Colleges and universities need to relax and not require community service hours from students in order to graduate. This policy is dangerous and unnecessary. I'm prepared to offer examples of the perilous and needless consequences brought about by implementing such a community program.
One main reason I wouldn't adjust college policies to include a more rigorous community service requirement is because academic interaction with the community is a dangerous fad. Once we move into communities, we cannot return the clock. How would you enjoy it if suddenly thousands of college students descended on your town's projects, each offering to “lend a hand for free” and expect college credit? Why would you pay for townspeople to work when you have free smart folk? The college credits become a new money, and are exchanged for an action that most laborers do each day, only for mere sums. The town comes to rely on cheap labor, but prices drop. Incredible!

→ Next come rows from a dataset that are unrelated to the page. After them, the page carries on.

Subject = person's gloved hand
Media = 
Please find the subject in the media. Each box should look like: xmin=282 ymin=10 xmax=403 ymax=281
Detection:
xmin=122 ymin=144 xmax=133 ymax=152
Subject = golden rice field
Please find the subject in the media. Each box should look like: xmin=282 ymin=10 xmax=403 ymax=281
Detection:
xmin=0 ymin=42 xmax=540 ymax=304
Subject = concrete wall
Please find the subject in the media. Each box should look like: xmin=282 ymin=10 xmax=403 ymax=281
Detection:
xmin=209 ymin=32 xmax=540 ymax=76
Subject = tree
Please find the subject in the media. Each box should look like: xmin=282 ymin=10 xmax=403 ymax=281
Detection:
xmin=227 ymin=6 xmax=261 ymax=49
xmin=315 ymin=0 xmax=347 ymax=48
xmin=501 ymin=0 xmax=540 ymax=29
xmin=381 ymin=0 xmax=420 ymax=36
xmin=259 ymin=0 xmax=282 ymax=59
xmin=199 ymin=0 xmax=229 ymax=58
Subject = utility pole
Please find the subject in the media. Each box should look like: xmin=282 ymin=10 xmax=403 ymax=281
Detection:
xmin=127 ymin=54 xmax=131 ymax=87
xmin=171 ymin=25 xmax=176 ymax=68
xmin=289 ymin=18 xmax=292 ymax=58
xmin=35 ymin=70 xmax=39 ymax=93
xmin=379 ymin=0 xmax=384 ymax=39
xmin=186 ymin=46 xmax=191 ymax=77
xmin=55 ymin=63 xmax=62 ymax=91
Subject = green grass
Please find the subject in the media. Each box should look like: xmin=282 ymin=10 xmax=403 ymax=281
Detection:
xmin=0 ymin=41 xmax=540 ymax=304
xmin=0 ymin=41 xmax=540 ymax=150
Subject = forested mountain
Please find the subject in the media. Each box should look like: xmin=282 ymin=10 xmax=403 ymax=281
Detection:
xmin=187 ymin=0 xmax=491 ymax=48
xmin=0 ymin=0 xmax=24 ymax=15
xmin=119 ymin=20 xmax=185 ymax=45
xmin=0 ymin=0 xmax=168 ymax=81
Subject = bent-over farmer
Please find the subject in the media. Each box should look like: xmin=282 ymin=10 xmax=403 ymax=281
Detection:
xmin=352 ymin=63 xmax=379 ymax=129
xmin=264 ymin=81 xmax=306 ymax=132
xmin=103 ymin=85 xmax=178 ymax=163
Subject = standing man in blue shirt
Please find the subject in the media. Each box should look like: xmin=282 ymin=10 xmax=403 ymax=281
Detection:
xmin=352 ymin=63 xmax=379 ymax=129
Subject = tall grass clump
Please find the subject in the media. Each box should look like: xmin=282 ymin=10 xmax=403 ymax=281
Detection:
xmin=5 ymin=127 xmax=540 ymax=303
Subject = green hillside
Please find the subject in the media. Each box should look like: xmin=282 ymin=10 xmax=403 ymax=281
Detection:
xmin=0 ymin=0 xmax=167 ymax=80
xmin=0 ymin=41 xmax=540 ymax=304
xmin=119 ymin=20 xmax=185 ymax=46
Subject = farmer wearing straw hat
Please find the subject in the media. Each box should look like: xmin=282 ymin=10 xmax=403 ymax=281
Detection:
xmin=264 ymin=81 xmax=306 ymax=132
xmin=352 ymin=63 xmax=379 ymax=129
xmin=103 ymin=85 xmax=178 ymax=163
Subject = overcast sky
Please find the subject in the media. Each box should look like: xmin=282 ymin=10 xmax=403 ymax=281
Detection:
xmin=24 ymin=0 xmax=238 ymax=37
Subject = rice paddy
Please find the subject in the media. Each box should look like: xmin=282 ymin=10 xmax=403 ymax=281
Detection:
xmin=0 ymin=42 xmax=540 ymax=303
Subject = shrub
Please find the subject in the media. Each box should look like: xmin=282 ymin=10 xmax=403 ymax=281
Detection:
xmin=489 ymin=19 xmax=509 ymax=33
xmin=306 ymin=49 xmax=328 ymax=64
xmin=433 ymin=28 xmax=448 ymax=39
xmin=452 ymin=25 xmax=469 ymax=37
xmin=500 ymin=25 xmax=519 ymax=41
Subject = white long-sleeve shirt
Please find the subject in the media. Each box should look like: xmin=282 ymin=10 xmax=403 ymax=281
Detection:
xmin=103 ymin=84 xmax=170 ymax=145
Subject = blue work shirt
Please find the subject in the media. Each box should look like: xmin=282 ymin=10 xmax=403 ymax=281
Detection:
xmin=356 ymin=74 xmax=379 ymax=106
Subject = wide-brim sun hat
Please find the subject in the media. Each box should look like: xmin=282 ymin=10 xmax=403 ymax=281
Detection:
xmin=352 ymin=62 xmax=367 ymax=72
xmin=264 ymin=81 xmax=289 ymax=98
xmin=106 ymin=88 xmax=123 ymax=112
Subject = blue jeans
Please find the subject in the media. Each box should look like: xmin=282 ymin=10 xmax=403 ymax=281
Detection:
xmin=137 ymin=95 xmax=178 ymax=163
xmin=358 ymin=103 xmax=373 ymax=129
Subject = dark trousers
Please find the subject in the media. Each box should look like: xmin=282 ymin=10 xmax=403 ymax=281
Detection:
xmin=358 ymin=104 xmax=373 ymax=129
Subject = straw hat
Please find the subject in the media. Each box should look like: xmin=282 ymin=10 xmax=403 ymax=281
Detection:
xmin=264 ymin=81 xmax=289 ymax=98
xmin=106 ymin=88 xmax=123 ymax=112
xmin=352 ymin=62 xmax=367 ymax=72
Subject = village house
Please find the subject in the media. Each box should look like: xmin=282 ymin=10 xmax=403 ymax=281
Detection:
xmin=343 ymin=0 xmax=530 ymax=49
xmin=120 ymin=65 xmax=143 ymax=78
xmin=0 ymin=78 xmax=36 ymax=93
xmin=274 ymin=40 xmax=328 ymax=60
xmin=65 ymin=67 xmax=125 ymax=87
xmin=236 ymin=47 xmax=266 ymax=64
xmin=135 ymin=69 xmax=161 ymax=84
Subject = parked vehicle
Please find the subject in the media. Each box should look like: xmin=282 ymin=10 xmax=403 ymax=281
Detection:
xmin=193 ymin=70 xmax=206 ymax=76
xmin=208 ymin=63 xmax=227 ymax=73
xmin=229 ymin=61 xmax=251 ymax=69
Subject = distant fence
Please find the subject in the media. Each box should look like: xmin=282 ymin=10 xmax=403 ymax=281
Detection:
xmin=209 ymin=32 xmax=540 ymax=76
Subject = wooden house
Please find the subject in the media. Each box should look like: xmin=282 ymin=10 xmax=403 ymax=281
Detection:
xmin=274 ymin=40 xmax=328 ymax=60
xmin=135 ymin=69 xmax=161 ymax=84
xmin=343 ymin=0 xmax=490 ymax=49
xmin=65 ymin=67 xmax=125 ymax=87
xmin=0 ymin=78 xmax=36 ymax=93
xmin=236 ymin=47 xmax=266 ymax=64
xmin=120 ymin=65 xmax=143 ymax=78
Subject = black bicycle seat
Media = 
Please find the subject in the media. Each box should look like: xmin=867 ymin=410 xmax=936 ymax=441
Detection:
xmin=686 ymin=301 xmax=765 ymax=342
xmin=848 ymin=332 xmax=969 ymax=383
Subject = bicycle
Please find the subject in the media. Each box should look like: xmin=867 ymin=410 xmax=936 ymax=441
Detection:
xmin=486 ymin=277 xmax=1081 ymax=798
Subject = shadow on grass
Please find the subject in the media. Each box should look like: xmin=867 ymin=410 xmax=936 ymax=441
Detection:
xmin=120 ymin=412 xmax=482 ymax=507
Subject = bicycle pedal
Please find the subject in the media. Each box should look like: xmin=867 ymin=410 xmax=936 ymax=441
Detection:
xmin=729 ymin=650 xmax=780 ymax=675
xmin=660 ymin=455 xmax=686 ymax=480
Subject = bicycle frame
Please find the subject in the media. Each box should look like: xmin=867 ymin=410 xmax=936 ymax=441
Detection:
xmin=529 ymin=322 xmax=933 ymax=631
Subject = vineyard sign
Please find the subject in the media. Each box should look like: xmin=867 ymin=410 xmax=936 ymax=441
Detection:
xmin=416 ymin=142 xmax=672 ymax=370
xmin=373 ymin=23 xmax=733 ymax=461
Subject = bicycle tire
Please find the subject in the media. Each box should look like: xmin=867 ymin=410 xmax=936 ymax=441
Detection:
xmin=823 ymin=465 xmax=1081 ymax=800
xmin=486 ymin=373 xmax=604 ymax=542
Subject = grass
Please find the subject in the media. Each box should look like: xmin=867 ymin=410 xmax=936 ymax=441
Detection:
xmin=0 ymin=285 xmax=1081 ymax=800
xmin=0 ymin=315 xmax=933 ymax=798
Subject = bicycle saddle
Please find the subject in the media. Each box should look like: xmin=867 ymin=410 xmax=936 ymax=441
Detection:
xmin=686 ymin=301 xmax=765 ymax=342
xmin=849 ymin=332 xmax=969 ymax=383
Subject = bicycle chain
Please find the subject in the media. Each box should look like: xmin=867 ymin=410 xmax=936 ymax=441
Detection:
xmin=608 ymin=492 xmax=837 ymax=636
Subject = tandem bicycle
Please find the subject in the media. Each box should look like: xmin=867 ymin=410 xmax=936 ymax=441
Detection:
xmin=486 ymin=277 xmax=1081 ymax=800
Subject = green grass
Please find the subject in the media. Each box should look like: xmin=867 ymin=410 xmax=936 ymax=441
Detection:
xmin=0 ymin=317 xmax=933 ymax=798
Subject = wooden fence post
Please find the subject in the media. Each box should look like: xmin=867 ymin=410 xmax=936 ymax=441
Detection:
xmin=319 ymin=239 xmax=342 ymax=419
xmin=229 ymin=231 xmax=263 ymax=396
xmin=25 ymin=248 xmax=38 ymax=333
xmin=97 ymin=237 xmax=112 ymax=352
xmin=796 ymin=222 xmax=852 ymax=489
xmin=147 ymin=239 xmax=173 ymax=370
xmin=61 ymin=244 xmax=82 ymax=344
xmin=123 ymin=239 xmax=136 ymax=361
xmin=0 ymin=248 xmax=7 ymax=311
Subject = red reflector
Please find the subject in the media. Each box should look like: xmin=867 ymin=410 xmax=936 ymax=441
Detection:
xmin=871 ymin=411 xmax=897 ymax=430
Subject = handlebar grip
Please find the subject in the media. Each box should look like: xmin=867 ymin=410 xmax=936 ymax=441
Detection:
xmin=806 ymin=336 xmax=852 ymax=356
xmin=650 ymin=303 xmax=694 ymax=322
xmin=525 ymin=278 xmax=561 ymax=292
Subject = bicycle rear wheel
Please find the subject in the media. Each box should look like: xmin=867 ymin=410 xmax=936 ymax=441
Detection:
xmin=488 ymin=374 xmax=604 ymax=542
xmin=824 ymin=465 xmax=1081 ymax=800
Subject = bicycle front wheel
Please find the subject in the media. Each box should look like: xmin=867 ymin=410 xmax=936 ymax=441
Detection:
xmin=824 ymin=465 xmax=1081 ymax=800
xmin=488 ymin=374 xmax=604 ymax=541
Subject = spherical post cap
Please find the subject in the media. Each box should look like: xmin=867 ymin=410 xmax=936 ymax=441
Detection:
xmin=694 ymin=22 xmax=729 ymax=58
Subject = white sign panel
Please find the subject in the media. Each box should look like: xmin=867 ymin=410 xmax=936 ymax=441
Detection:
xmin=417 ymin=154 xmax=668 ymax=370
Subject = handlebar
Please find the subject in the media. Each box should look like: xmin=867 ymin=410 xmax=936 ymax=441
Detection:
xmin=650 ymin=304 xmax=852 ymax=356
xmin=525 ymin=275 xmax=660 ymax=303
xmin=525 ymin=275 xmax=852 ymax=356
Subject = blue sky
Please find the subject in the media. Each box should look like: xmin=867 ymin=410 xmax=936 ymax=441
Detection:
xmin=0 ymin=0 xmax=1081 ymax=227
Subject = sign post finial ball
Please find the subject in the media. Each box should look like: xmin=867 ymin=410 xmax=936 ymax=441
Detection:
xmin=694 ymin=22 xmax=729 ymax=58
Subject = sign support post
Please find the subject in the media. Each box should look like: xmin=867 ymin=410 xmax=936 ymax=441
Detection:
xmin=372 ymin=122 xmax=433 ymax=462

It's this idea, that soon the town cannot live without the institution, that is quite dangerous, which tangentially brings me to a further point: community service touted as edifying behavior for students is needless. In most towns, there is nothing we need, and so students would in essence engage in activities not inside, but outside the community's needs and desires. As outsiders, students exist as less than a supplement to the environs. They might work first, but they never will understand what being innate to the country is similar to. In effect, different agents with different statuses and who aren't laborers can try, but they will never truly contribute to real and immediate wants and projects.